Postscriptum
Wie in de spiegel kijkt, ziet zichzelf. Het zou een moeilijk te verwerken ervaring zijn om, kijkend in de spiegel, daar plotseling een haas te ontwaren. Het spiegelbeeld is de bevestiging van onze identiteit en als er speling komt in de correlatie tussen beeld en spiegelbeeld, dan staat niet alleen dat verband op losse schroeven, maar ons hele idee van wie we zijn en van de gang van zaken in de wereld.
Toch ben je, voor wie naar je kijkt en je beeld opvangt zoals een spiegel dat doet, steeds een ander. Er zijn wel registraties van jezelf denkbaar, door de ogen van een ander, waar je jezelf absoluut niet in zou herkennen en die ook een sinister gevoel zouden opwekken. Sommige foto's geven daar een indruk van: foto's die ver af staan van het idee dat je van jezelf hebt op grond van het spiegelbeeld. En toch ben je het, blijkbaar.
Toen ik binnenkwam in de expositieruimte die tegelijk een eetkamer was, werd ik hartelijk welkom geheten door mensen waaronder sommigen die mij herkenden. Het stelde mij gerust, al begreep ik dat het niet een avond kon worden, waarin alles hetzelfde bleef. Het kunstwerk dat werd geëxposeerd liet daarover geen twijfel bestaan. Toen ik het zag, gebeurde er iets merkwaardigs, dat ik nog maar weinig had meegemaakt wanneer ik naar kunst keek. Ik zocht naar het juiste standpunt, wat in mijn geval ook betekende: de juiste hoogte van waarnemen. Ik bleek te lang voor dit kunstwerk, ik moest door de knieën om het op de juiste manier te zien.
De beschouwers van Markus Raetz' haas van koperdraad, die in een hoek van ongeveer vijfenveertig graden staat opgesteld naast een klein rond spiegeltje waarin hij wordt weerspiegeld als een man met hoed, lopen voortdurend heen en weer, kiezen standpunten van waaruit ze kijken naar de wonderbaarlijke opstelling. Eén standpunt is, kennelijk, het beoogde: recht voor het tweetal, zodat de spiegel precies de haas als man met hoed weerspiegelt.
Je moet daarvoor op ooghoogte met het kunstwerk zijn. Het was, voor mij, te laag geëxposeerd, zodat ik moest zakken. Alle aanwezigen liepen overigens om het kunstwerk heen en zochten naar de blik op de haas die het mogelijk maakte het beest als man met hoed te zien. Wat de spiegel kan, een haas in man veranderen, moet ook het oog kunnen. Dat klopte. Raetz had het tenslotte goed uitgerekend en alle verbuigingen in het driedimensionale vlak vantevoren op papier, al tekenend, bedacht, zoals hij later vertelde.

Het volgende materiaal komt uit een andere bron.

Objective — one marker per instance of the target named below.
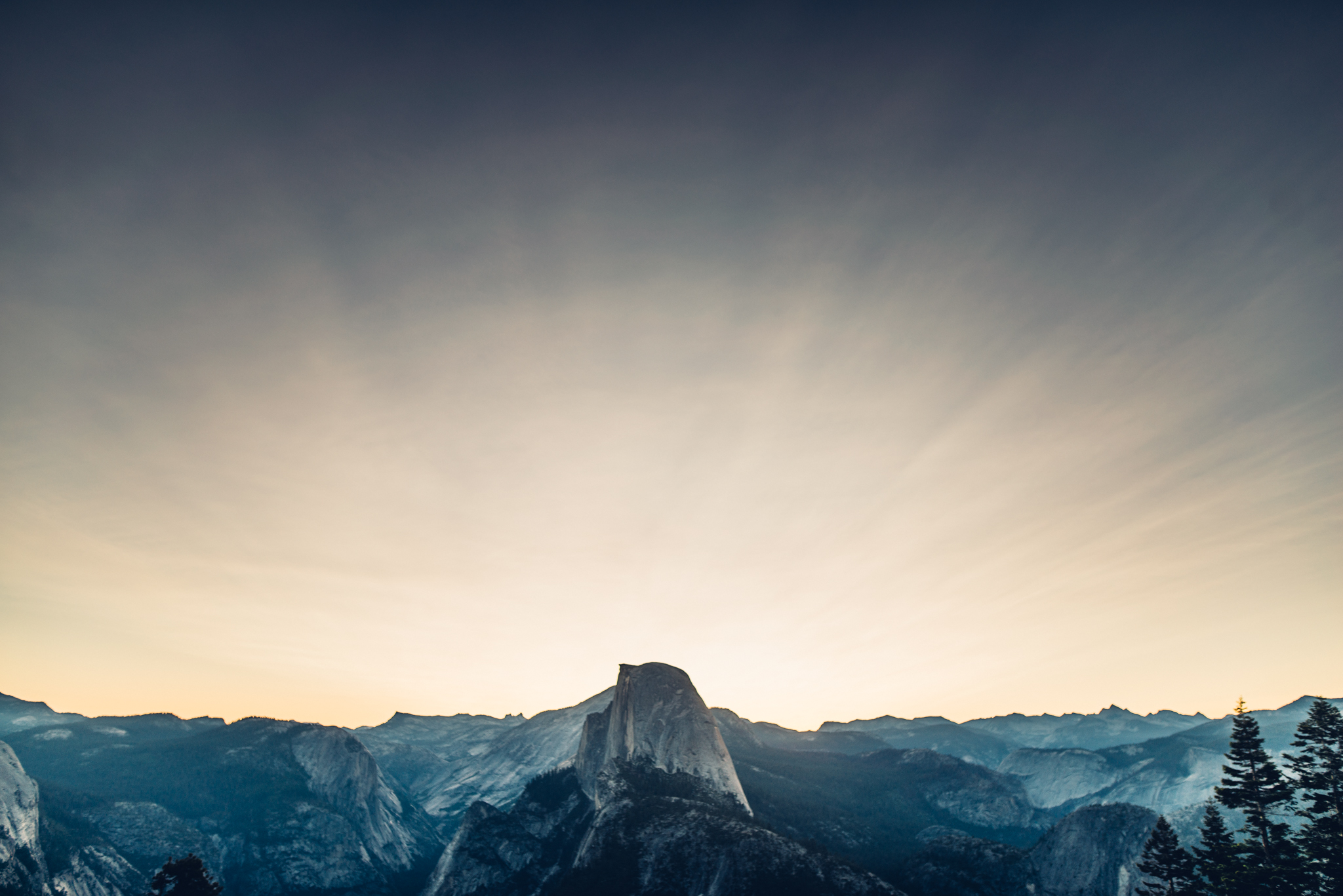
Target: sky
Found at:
(858, 359)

Wat is de ideale manier van kijken naar een kunstwerk, in het bijzonder naar dit kunstwerk? Je kon er zó naast gaan staan dat je niets anders zag dan een haas van koperdraad en een spiegeltje dat de tegenoverliggende ruimte spiegelde. Je kon er zó bij gaan staan dat je alleen je eigen hoofd weerspiegeld zag naast een haas van koperdraad. Er waren eindeloos veel standpunten mogelijk, niet alleen om het kunstwerk heen, maar ook nog naar boven en naar beneden. Er ging iemand op een stoel staan, om het eens van flink hoog te bezien.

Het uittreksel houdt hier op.